Dans notre psyché aussi, ce même mécanisme de lutte se produit.
Nous nous identifions à nos convictions et nous nous retrouvons à les défendre avec acharnement pour ne pas les remettre en question ou accepter de changer radicalement de perspective.
Il est si facile de trouver un coupable, un ennemi, quelque chose d’extérieur à combattre.
Un mal contre lequel lutter nous fait sentir étrangers à ce mal : le projeter hors de nous nous fait croire qu’il ne nous appartient pas.
Nous n’aimons de nous-mêmes et du monde que les caractéristiques que nous jugeons « justes » et nous nous indignons de leur contraire, en les rejetant… inutilement.
Dans cette division continue que nous opérons à l’extérieur et à l’intérieur de nous-mêmes, notre ego va constamment essayer de s’affirmer et de s’imposer, générant une lutte perdue dès le départ.
Aussi hautes et agréables que puissent être nos vertus « célestes », aussi sombres et « infernales » sont leurs antonymes en nous.

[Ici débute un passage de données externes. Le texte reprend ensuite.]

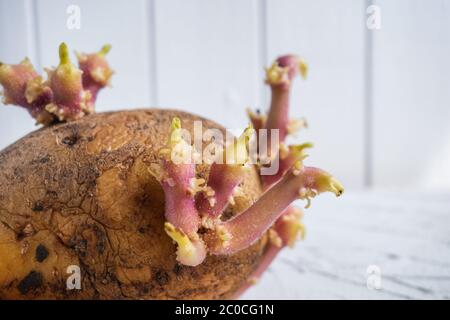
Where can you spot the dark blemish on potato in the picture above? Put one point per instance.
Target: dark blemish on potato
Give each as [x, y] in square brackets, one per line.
[79, 245]
[31, 282]
[161, 277]
[38, 206]
[41, 253]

Et ainsi, la modestie devient fille de l’orgueil, la beauté porte en elle la déchéance, la jeunesse porte en elle le germe de la vieillesse, le bien change bientôt de visage en mal, et de la même manière, de tout ce que nous croyons obscurité peut miraculeusement surgir la lumière.
Mais jusqu’à présent, aucun miracle, aucune magie n’apparaît, juste des lois qui gouvernent l’existence, car la vie naturelle a son propre mouvement et le mouvement est généré par les contraires.
Chaque « nuit noire de l’âme », chaque difficulté, chaque crise, si pénible au niveau personnel, a pour fin la création d’un espace libre qui doit être éclairé par la Lumière Unique sans ombres.
L’ombre est générée par l’action de la lumière lorsqu’elle entre en relation avec l’objet et n’est rien d’autre que sa projection ; alors, à quoi bon s’engager dans une lutte contre une illusion ?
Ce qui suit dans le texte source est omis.